Bored? Hire a friend

Tamara Rajakariar
14 March 2014
Reproduced with Permission
Family Edge

Question: If an underdeveloped country has economic poverty, what kind of poverty does a developed country have? Answer: a poverty of genuine friendship, judging by Friends For Hire - a new website that's about to be launched in Australia.

Similar to the USA's RentAFriend, you can log on and hire a friend - platonic only - for a myriad of possibilities: to accompany you to the museum or that business function, to show you around a new city, to be your gym buddy, to fill in when a real friend cancels last-minute...

The thing about this is that it's not some far-fetched idea that we can all laugh at, before getting on with our lives. No - RentAFriend is very popular, and caters to people who are, unfortunately, very lonely. Really, it's identified a massive issue of isolation and hollow friendships, but is just putting a BandAid on it (and profiting from it) rather than cleaning the wound and finding out why it's like that in the first place.

As a Beverley Hills psychologist put it in the Sydney Morning Herald article, the existence of websites like this is "an incredibly sad commentary on the state of human relationships." As social beings, we crave real, genuine relationships with others, where we can be known and loved for who we are and encouraged to be our best - friendships that we can reciprocate. This just can't be replaced with an hour or two of unfamiliar company and trivial conversation; and it shows a high level of desperation if people are willing to try anyway.

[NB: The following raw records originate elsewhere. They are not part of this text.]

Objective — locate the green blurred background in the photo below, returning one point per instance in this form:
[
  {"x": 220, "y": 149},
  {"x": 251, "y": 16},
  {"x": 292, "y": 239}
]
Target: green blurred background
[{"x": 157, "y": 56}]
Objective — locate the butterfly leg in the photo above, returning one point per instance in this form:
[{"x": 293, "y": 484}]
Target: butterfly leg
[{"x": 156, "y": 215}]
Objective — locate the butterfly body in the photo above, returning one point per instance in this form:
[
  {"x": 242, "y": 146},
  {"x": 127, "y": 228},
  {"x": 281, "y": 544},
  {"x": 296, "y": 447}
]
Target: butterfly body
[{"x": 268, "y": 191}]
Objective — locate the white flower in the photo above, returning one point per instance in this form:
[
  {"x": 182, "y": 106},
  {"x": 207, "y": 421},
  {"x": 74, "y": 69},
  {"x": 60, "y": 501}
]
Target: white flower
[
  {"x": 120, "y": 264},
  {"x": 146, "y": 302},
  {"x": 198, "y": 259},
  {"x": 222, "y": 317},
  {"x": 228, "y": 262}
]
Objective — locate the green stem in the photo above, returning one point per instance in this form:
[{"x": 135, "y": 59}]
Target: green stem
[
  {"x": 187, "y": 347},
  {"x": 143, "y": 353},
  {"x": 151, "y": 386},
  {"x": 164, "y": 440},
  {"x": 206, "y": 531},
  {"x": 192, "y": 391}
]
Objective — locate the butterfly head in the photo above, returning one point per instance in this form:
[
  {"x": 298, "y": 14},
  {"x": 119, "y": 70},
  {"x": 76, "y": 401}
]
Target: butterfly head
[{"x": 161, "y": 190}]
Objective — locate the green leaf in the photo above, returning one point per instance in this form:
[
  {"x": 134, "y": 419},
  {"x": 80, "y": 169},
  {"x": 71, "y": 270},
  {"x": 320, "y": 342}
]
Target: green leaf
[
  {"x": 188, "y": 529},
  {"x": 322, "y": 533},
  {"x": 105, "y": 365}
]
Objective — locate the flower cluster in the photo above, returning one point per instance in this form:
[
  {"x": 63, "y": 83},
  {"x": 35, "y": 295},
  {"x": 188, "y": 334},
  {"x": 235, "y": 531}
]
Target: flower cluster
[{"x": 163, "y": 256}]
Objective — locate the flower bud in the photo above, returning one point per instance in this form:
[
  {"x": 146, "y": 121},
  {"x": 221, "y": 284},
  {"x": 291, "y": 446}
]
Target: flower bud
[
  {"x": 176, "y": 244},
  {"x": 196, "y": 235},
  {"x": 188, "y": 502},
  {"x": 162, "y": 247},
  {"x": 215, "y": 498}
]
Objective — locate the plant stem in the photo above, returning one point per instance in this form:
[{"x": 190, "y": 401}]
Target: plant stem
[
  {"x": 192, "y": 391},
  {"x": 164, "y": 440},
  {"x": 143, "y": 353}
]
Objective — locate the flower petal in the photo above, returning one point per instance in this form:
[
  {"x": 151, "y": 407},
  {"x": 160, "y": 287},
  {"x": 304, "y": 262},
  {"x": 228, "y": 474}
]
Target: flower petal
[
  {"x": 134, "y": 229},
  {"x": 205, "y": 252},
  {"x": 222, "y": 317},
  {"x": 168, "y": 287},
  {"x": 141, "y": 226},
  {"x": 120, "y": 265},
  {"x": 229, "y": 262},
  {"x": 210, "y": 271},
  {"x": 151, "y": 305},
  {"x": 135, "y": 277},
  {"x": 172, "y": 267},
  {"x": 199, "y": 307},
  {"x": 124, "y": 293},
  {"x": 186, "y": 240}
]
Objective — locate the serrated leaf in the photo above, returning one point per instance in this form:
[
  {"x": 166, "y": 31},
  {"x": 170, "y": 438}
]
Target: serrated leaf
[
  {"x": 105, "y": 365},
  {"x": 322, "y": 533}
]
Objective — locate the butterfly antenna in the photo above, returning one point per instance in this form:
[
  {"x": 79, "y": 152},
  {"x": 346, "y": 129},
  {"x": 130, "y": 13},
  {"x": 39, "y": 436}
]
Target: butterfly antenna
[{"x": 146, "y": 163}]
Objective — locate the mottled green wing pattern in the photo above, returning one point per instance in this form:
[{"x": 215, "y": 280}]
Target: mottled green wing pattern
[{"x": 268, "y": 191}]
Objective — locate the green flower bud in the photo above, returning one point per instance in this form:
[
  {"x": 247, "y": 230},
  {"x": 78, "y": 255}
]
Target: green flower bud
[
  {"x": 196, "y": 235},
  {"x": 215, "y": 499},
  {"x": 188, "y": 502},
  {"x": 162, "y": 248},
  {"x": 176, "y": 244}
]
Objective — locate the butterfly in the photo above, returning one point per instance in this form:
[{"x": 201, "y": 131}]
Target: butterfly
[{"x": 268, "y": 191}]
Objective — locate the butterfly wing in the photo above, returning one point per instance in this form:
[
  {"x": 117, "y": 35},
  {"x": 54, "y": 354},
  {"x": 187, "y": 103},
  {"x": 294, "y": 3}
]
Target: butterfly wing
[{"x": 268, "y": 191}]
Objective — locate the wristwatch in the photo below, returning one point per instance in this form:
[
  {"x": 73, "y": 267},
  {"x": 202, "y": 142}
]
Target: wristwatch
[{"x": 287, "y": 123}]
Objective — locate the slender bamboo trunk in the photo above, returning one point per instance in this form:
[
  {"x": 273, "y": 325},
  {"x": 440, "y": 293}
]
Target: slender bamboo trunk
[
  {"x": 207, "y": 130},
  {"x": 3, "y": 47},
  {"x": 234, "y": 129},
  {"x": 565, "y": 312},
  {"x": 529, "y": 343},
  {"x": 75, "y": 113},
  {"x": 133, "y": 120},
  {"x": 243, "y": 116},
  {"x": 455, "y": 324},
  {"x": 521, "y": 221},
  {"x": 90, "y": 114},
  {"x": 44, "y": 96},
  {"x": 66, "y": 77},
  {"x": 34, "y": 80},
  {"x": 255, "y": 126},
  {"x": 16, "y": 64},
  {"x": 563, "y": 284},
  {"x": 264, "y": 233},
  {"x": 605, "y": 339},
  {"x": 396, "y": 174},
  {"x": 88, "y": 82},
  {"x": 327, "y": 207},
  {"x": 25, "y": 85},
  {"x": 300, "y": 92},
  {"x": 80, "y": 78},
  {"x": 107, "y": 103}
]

So why are people lonelier these days? There are so many factors - more broken families, the often isolating effects of media, the culture's emphasis on putting ourselves before anyone else and the fact that this makes it harder to form deep friendships. Why doesn't someone start more websites to deal with stuff like that?

What do you think? What can be done to combat loneliness, that doesn't involve signing up to Friends For Hire?